A report by the Federal Reserve in January titled “First-Time Homeownership Became Less Affordable Across Most of the United States in Recent Years” found that over the past five years, homeownership affordability has decreased in most regions of the United States. This shift from affordable counties (white and gray) to unaffordable ones (blue and dark blue), as shown in the graph below, highlights the trend.
In the West, coastal markets, and parts of the Southeast, the affordability of new homes for average families has notably declined. Even counties in the Midwest, such as Missouri, Texas, and Minnesota, have seen a decrease in affordability.
The increasing costs of homeownership present a challenge to the long-held belief in the value of buying a home.
Data collected by Aswath Damodaran, an economist at New York University, shows that from 1928 to 2024, the average return rate for stocks in the S&P 500 Index was 9.94%, while real estate only yielded 4.23%. In the past decade, this gap has widened further, with stocks returning 12.98% compared to real estate’s 6.89%.
This disparity corresponds to the growing wealth gap between the bottom 90% of American families, whose primary asset is their home, and the top 10% who invest more of their savings in stocks.
However, this doesn’t necessarily mean that buying a home is a bad investment. There are numerous benefits to owning one.
“The rich are getting richer than the rest.

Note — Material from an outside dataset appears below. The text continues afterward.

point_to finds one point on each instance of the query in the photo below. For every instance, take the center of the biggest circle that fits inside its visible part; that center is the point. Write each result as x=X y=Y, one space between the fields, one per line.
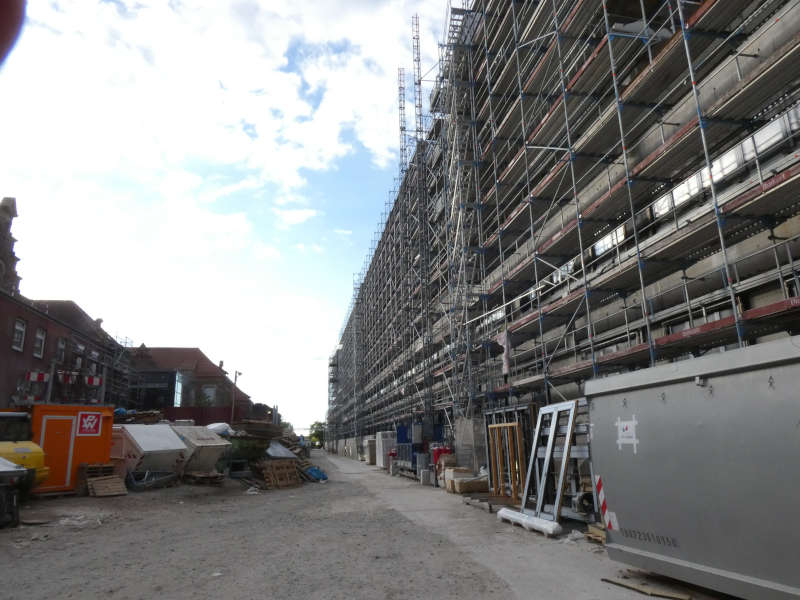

According to a 2022 Census Bureau study on Wealth of Households, the median wealth of homeowner families is 44 times greater than that of renters,” Bell explained.
Even when the value of the home is excluded from total wealth, homeowner families have a median wealth that is about 17 times higher than renters.
Buying a home, especially through a mortgage, imposes financial discipline on buyers as they must manage their income and expenses to ensure they can afford monthly payments. It’s a form of forced savings and carries the risk of losing the property. However, part of each mortgage payment goes toward building home equity, and mortgage interest payments for a primary residence are tax-deductible, while profits from selling the home are also taxed favorably.
For those considering homeownership, analysts caution that potential buyers should be mindful of all costs, not just the purchase price and monthly mortgage payments.
“The first thing they need to do is crunch the numbers to make sure they can afford it because I’ve written many articles about people ultimately ‘buying themselves poor,'” Bell said. “There are a lot of older homes out there, homes over 40 years old that might need a new air conditioning system, a new roof, or more routine maintenance.”
Additionally, the cost of replacing appliances like fridges, washers, dryers, and stoves can add up significantly. Bell recommends setting aside an emergency fund to cover inevitable but often unforeseen maintenance and repair costs.
“You should be saving 1% to 4% of the property value for repairs,” Bell advised. “Put that money into a high-yield savings account, so your money can work harder for you than in a regular bank or savings account.”
The Federal Trade Commission notes that for new or renovated homes, many builders offer home warranties covering windows, heating, ventilation, air conditioning, plumbing, electrical systems, among others, typically for one to two years. For major structural defects, the warranty can extend up to 10 years.